Thursday, April 23, 2009

Robbery

I’ll pray first, I thought, and walked up Kagurazaka-dori toward the shrine. I’d been away a year. The fugu shop, I saw, was out of business now, men carted out its wooden innards and loaded them on trucks. The pachinko parlor had been redone in shriven white. At the top of the hill I turned – and stopped. The shrine was gone.

Years ago, I went out to buy a computer cord and came home to find my apartment torn apart. I stood in my doorway, cord in hand, looking around for my computer. I nearly called out for it, like a man who’d lost his dog. It took a long time for me to understand that I’d been robbed.

In Tokyo there are many shrines, but, to me, Akagi always seemed the most alive, as evidenced by the non-stop flow of visitors stopping by to pray. Young mothers dropping off their children at kindergarten, old men out walking, each pausing for a few words, to clap and bow at the orange shrine among its shady grove of trees. For years I visited every Wednesday morning. I felt so welcome.

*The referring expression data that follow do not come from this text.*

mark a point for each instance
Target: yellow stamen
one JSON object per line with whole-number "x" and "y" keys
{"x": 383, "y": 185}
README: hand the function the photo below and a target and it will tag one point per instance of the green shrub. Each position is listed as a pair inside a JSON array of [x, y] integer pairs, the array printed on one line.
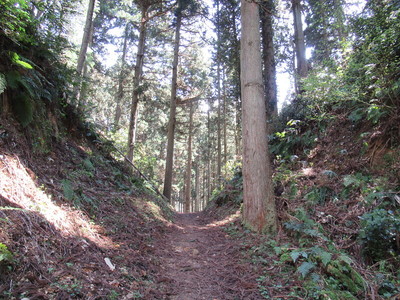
[[380, 229]]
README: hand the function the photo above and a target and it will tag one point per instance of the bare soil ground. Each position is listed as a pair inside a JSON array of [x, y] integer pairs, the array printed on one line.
[[200, 261]]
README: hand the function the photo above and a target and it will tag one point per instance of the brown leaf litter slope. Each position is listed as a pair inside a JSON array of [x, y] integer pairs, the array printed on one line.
[[200, 261]]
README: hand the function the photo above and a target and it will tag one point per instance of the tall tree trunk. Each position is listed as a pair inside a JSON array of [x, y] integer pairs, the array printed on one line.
[[84, 86], [300, 45], [188, 176], [219, 143], [172, 114], [197, 187], [225, 125], [266, 12], [259, 211], [121, 77], [136, 83], [238, 106], [85, 43], [208, 155]]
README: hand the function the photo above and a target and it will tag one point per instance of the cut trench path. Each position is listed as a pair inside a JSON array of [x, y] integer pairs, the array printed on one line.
[[200, 261]]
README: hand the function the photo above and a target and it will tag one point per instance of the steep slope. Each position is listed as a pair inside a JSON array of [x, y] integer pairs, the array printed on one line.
[[73, 224], [338, 196]]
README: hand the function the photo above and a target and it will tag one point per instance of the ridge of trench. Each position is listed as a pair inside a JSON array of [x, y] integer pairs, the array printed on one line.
[[199, 260]]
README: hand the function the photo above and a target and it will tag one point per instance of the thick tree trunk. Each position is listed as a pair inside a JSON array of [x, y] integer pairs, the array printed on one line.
[[85, 43], [136, 84], [267, 32], [84, 87], [219, 143], [86, 37], [197, 188], [259, 211], [121, 77], [208, 155], [300, 45], [225, 125], [172, 114], [188, 176]]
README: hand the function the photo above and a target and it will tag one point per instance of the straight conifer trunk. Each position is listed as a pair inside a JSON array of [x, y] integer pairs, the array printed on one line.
[[120, 92], [136, 83], [188, 176], [269, 58], [172, 114], [259, 211], [299, 40], [85, 43]]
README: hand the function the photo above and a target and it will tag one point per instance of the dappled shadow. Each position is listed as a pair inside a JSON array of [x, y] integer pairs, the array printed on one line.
[[201, 261], [60, 245]]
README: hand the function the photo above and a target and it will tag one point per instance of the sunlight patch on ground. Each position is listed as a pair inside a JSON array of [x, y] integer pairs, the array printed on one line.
[[227, 220], [17, 185]]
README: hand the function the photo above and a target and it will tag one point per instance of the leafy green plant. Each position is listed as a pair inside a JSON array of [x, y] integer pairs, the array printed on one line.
[[6, 256], [380, 233]]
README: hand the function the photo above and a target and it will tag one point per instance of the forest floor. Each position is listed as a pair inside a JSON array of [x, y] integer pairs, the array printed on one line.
[[199, 260]]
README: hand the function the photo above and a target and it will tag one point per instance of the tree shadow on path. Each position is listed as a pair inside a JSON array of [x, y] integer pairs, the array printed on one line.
[[201, 261]]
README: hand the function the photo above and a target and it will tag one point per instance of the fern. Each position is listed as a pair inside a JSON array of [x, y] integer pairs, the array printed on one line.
[[23, 109], [3, 83]]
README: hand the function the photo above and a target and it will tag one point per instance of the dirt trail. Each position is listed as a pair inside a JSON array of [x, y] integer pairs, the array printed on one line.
[[200, 261]]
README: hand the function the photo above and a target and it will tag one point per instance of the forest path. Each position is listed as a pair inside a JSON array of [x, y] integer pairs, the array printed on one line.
[[200, 261]]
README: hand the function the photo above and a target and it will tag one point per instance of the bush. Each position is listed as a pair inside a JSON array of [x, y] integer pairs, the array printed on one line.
[[380, 234]]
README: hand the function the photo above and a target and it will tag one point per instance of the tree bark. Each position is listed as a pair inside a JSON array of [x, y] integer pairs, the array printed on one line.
[[121, 77], [208, 155], [300, 45], [259, 211], [225, 125], [219, 143], [197, 188], [188, 176], [267, 8], [136, 83], [87, 33], [86, 37], [172, 114]]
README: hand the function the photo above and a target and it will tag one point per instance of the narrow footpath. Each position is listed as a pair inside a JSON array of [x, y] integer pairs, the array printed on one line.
[[200, 261]]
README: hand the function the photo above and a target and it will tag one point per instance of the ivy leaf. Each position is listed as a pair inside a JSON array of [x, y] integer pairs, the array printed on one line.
[[16, 59], [3, 83], [305, 268], [326, 257], [296, 254]]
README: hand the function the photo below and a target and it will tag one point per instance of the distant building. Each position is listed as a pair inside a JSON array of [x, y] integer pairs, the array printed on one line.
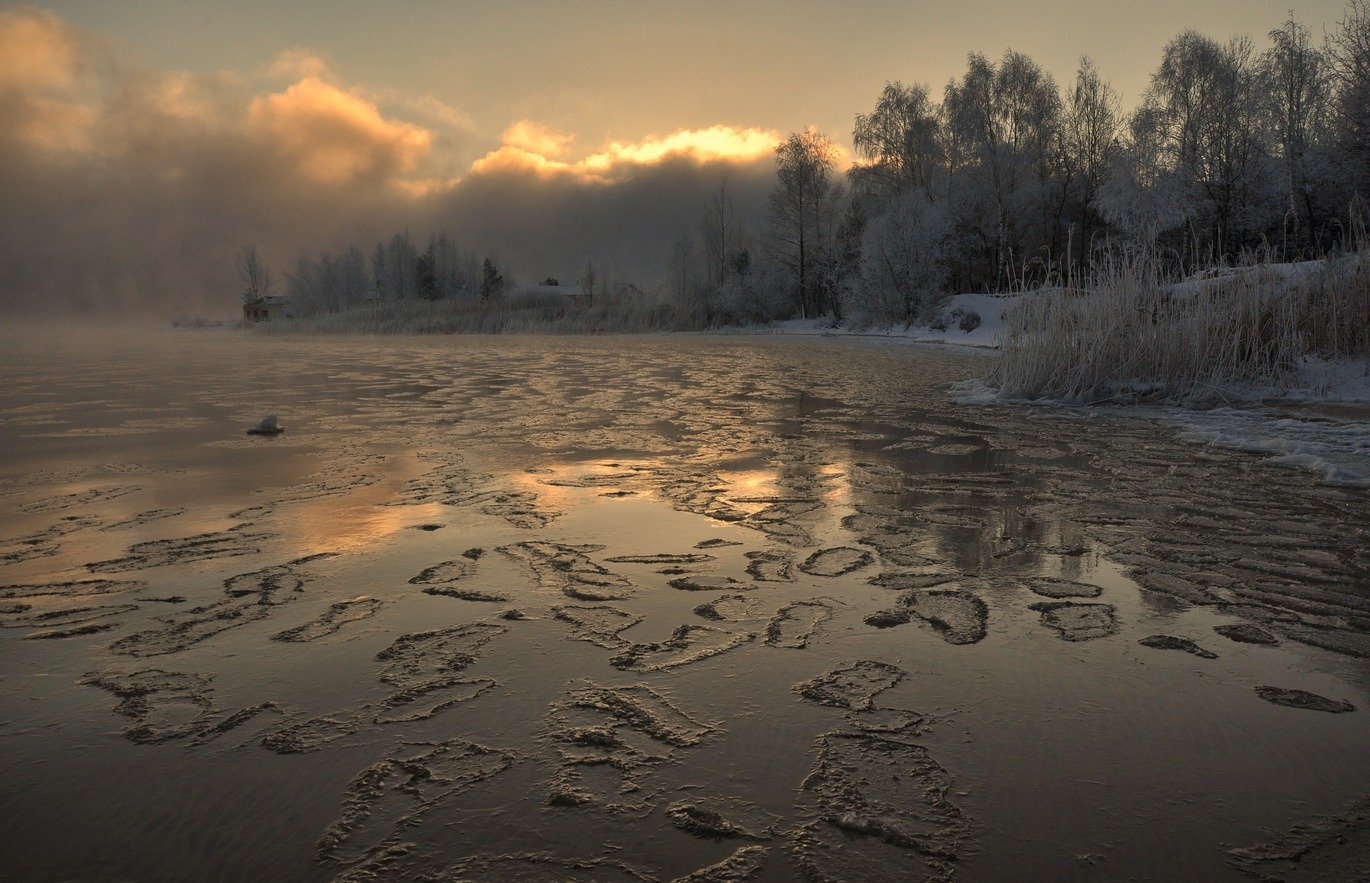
[[266, 308], [556, 290]]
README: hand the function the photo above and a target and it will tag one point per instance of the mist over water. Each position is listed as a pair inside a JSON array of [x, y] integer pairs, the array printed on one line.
[[626, 608]]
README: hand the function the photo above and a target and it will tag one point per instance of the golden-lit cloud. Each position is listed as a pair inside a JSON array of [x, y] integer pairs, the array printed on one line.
[[534, 149], [156, 177], [533, 137], [37, 51], [337, 137]]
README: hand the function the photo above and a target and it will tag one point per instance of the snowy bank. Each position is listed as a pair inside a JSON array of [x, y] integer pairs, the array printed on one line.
[[962, 321]]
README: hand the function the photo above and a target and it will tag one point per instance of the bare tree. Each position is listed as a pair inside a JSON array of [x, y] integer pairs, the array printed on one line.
[[254, 275], [1003, 125], [1207, 101], [1350, 51], [899, 141], [1091, 138], [719, 227], [803, 212]]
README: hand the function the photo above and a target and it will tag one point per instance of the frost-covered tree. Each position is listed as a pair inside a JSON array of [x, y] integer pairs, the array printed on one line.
[[1092, 125], [1003, 126], [1350, 51], [903, 259], [1204, 100], [1140, 195], [492, 281], [254, 279], [803, 214], [899, 143], [352, 282], [1295, 82]]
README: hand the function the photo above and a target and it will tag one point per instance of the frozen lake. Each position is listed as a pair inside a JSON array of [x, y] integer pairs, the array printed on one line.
[[626, 608]]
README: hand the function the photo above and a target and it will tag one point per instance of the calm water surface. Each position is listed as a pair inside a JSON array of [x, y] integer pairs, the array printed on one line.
[[628, 608]]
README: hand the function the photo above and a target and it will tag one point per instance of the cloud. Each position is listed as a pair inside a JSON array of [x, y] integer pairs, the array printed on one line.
[[129, 189], [37, 51], [337, 137], [297, 65], [530, 148]]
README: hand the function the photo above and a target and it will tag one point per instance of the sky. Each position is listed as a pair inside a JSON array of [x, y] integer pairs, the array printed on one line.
[[143, 141]]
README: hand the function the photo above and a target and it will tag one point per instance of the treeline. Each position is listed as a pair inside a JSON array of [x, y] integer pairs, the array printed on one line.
[[397, 270], [1010, 181]]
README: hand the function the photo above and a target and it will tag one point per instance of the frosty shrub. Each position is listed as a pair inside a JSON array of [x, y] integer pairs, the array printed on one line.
[[1129, 337]]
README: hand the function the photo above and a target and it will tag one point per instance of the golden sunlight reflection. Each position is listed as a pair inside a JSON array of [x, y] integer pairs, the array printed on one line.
[[352, 523]]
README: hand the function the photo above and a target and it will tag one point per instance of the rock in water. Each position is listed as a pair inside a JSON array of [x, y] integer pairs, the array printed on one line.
[[269, 426]]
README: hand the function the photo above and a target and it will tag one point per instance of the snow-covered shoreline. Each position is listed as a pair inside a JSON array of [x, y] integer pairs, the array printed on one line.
[[989, 308]]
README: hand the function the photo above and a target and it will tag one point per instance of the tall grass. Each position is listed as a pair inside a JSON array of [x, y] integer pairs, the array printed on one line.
[[1129, 337]]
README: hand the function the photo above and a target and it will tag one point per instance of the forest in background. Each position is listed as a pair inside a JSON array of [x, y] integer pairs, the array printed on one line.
[[1006, 181]]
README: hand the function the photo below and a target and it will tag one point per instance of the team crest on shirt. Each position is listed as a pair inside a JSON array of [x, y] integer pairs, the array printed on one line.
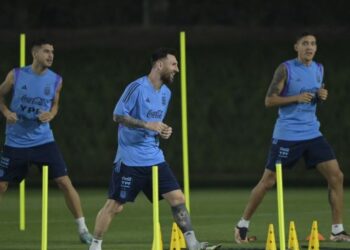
[[163, 100], [47, 90]]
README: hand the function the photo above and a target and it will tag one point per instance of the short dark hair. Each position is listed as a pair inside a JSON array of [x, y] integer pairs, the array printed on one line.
[[40, 41], [161, 53], [303, 34]]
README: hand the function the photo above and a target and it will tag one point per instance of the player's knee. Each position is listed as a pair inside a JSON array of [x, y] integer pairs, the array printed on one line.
[[113, 207], [336, 178], [3, 187]]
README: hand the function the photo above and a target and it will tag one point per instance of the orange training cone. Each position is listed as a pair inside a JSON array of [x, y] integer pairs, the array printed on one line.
[[177, 241], [270, 242], [314, 243]]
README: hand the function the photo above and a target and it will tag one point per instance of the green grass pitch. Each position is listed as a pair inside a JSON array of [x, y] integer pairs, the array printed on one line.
[[214, 213]]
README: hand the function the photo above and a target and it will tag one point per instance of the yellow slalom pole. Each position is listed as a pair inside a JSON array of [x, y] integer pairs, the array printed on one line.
[[44, 211], [184, 118], [157, 241], [280, 205], [22, 185]]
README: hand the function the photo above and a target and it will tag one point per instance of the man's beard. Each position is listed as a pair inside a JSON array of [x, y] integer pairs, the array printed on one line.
[[166, 77]]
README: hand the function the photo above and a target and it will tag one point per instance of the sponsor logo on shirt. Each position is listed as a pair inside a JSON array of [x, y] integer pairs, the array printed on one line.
[[155, 114]]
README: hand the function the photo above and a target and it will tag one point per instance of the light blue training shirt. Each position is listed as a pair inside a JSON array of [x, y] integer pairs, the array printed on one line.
[[298, 121], [32, 93], [140, 100]]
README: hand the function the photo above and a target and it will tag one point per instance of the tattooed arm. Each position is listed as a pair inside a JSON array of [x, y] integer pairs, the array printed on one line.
[[278, 82], [131, 122]]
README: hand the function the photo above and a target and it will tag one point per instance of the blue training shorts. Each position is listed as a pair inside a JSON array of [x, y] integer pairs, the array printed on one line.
[[126, 182], [314, 151], [14, 162]]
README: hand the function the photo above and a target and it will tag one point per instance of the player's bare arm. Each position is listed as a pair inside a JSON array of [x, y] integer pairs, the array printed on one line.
[[48, 116], [166, 133], [273, 97], [136, 123], [5, 88]]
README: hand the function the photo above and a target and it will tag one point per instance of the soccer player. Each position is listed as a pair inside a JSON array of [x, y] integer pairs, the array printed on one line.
[[296, 88], [29, 138], [140, 112]]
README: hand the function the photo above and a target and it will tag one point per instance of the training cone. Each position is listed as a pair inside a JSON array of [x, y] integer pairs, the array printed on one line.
[[271, 242], [177, 241], [314, 243], [320, 237], [293, 243], [158, 245]]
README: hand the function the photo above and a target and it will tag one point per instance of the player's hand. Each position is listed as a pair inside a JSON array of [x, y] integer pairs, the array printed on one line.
[[166, 133], [156, 126], [305, 97], [11, 117], [322, 93], [45, 116]]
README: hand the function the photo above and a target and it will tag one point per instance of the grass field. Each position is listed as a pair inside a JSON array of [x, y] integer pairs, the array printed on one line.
[[214, 213]]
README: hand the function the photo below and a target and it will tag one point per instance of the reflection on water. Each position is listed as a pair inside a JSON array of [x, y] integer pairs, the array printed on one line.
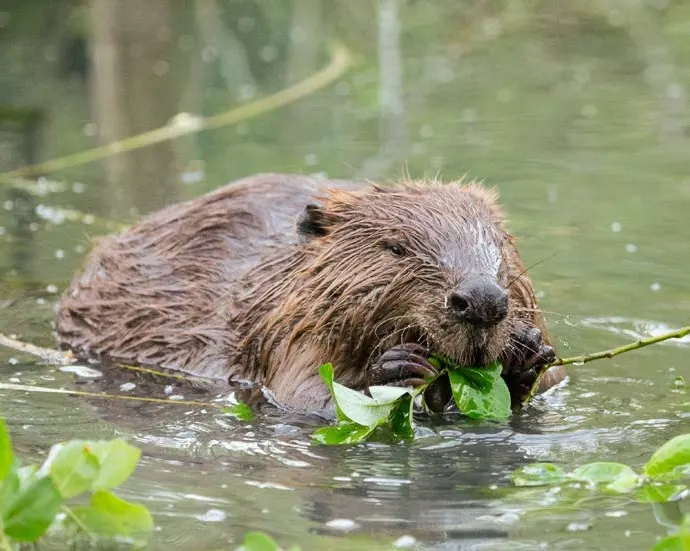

You’ll think I’m nuts. My first thought was that the shrine had to be somewhere. It’s crouched behind the tin wall, I thought. Like a child playing hide and seek.

But there was only a dump truck and a few dusty men wearing helmets -- as if there were anything left to fall.

I’d never seen an empty space so full: as shocking as the space at the end of my wrist if my hand were gone. I thought the workmen must go home and drink whiskey and beat their wives and not know why.

I am prey to a common form of idiocy, which assumes some things are so obviously special, so obviously important, that of course they will not be destroyed. What a dummy I am. I assume that there is nothing I can do. I assume it is a loss I can afford.